К сведению читателя:
Учитывая своеобразный, хотя и преходящий облик Четверти сотни и Четырежды десяти, вы, разумеется, вправе принимать лишь с оговоркой и как образные обороты слова «сказало», «промолчало», «указало» и т. п. На языках Земли нет в этом случае соответствующих определений. Используемый здесь средний род призван по возможности отразить то обстоятельство, что существа системы Альфа Дракона, откуда происходят Четверть сотни и Четырежды десять, — бесполые или, вернее, при необходимости некоторым образом двуполые.
— Обстановка сейчас обострится, — продолжало размышлять вслух Четверть сотни, все еще безуспешно пытаясь удержать периферические части силового поля в равновесии.
Войско баварцев, передовой отряд армии Биквоя, двинулось из Гостивиц. Концы их пик и алебард мерцали отблесками дальнего пожара, охватившего к тому времени деревню Рузань, где беспечную конницу венгров, ставшую на отдых, застиг врасплох неприятель. Баварцы, казалось, отправлены были на верную смерть: для решающего столкновения были слишком слабы, слишком оторваны от основных сил армии. Курфюрст Ангальтский, созвав офицеров, хотел было уже атаковать вражеский авангард — баварскую пехоту, — но передумал, вняв совету искушенного в ратном деле графа Гогенлоэ. Слишком важна была оборонительная позиция на Белой горе, чтобы столь легкомысленно пренебрегать ею. Недаром же граф Турн сказал, что, если бы сословные войска послало само небо, лучшего места для построения трудно было бы отыскать.

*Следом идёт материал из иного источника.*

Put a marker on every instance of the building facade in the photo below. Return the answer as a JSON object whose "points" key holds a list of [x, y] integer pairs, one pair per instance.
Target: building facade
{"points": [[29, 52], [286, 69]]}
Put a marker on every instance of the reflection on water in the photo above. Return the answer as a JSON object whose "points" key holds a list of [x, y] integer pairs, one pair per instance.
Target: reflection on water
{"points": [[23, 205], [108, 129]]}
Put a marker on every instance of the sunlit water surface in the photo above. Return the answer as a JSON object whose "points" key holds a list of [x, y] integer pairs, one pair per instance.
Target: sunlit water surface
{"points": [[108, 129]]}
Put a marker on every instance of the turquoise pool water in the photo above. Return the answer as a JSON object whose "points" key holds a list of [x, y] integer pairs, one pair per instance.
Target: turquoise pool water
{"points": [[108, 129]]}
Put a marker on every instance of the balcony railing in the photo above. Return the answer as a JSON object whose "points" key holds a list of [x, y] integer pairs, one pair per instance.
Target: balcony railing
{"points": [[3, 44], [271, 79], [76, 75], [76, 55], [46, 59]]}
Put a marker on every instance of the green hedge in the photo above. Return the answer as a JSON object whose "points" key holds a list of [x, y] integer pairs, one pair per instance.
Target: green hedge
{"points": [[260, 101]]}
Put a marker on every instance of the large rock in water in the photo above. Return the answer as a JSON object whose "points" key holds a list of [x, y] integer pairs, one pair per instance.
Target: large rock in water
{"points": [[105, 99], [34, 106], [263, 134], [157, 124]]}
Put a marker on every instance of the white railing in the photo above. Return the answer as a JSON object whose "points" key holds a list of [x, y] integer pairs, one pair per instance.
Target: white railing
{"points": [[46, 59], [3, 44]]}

Из рядов выбежали несколько мушкетеров. Поставили свое громоздкое оружие на подставки и поднесли фитили. Ухнули первые выстрелы. Пять-шесть баварцев зашатались, сползли на мерзлую грязь. Занималось утро. Четырежды десять уловило звуковые волны и языки огня, хлещущего из мушкетных дул.
— Что делают эти двуногие соединения углерода? — спросило оно у Четверти сотни.
— Воюют. Сжигают смесь веществ, которая превращается в газы и толкает в заданном направлении маленький предмет. Когда предмет приходит в соприкосновение с двуногим, может наступить дезинтеграция информационной сети и дискоординация.
— Довольно странная забава, — решило Четырежды десять. — И часто они этим занимаются без риска повредить ультраструктуру?
— У них вообще нет ультраструктуры, — ответило Четверть сотни. — Тут вам не система Альфа Дракона. Дезинтеграция в данном случае необратима. Индивид как таковой перестает существовать.
Силовое поле, временно воплощающее Четверть сотни, решило, что сенильность Четырежды десяти дошла до уровня, когда высказывания явно нелогичны и противоречат здравому смыслу, но оставило это соображение при себе.
— Вмешаемся уже теперь? — спросило Четырежды десять. — И как? У вас на этот счет уже имеются наметки?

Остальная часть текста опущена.